Universal Spectral Tokenization via Self-Supervised Panchromatic Representation Learning
This work addresses the problem of fragmented spectral data analysis in astronomy, enabling better information pooling across datasets, though it is incremental in extending self-supervised methods to this domain.
The authors tackled the challenge of unifying heterogeneous astronomical spectra across different resolutions and domains by developing a self-supervised deep learning model that processes spectra directly on their native grids, producing aligned and meaningful representations. They demonstrated that this single model achieves competitive performance across various downstream tasks, suggesting its potential as a building block for foundation models in astronomy and other scientific domains.
Sequential scientific data span many resolutions and domains, and unifying them into a common representation is a key step toward developing foundation models for the sciences.

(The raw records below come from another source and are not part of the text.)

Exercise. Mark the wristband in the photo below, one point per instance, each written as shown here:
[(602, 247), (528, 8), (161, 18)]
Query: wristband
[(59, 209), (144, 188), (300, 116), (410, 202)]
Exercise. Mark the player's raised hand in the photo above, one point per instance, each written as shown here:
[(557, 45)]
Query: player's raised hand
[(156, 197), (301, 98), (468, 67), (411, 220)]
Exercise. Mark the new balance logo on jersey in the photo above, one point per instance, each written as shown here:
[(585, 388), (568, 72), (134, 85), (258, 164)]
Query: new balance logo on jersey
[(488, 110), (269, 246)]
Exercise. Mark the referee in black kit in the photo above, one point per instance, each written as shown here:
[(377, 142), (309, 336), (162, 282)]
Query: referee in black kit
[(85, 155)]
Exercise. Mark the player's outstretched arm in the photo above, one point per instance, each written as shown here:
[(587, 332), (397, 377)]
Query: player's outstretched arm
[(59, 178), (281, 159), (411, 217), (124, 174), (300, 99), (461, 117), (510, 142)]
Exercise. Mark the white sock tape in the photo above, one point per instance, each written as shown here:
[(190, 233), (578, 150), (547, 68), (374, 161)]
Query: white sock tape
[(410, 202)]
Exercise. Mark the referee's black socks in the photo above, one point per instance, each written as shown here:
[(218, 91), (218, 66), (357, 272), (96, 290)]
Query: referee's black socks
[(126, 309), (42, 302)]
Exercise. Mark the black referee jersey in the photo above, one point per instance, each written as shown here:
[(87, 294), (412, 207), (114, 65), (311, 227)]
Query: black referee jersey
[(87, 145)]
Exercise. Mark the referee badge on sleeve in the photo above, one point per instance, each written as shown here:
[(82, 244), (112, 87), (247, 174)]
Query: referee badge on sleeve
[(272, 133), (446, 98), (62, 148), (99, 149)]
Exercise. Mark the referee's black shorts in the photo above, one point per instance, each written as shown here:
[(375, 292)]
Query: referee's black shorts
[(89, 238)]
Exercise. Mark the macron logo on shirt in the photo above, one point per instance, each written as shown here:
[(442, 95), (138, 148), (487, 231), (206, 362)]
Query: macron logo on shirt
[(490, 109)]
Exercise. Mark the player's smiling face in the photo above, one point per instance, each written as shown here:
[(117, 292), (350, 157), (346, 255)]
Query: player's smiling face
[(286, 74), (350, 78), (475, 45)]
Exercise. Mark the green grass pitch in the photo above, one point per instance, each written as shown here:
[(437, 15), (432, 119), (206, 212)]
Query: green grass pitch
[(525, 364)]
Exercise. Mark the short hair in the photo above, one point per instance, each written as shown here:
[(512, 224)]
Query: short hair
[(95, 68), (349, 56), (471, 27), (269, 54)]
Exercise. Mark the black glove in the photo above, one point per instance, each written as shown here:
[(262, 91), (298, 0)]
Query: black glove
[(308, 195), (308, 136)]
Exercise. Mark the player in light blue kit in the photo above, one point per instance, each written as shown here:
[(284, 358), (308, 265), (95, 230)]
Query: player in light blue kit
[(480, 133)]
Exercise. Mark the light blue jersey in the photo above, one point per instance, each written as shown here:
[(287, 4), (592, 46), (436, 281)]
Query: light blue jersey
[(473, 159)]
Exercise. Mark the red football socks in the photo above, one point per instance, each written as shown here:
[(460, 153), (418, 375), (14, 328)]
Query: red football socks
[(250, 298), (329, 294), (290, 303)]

Astronomical spectra exemplify this challenge: massive surveys have collected millions of spectra across a wide range of wavelengths and resolutions, yet analyses remain fragmented across spectral domains (e.g., optical vs. infrared) and object types (e.g., stars vs. galaxies), limiting the ability to pool information across datasets. We present a deep learning model that jointly learns from heterogeneous spectra in a self-supervised manner. Our universal spectral tokenizer processes spectra from a variety of object types and resolutions directly on their native wavelength grids, producing intrinsically aligned, homogeneous, and physically meaningful representations that can be efficiently adapted to achieve competitive performance across a range of downstream tasks. For the first time, we demonstrate that a single model can unify spectral data across resolutions and domains, suggesting that our model can serve as a powerful building block for foundation models in astronomy -- and potentially extend to other scientific domains with heterogeneous sequential data, such as climate and healthcare.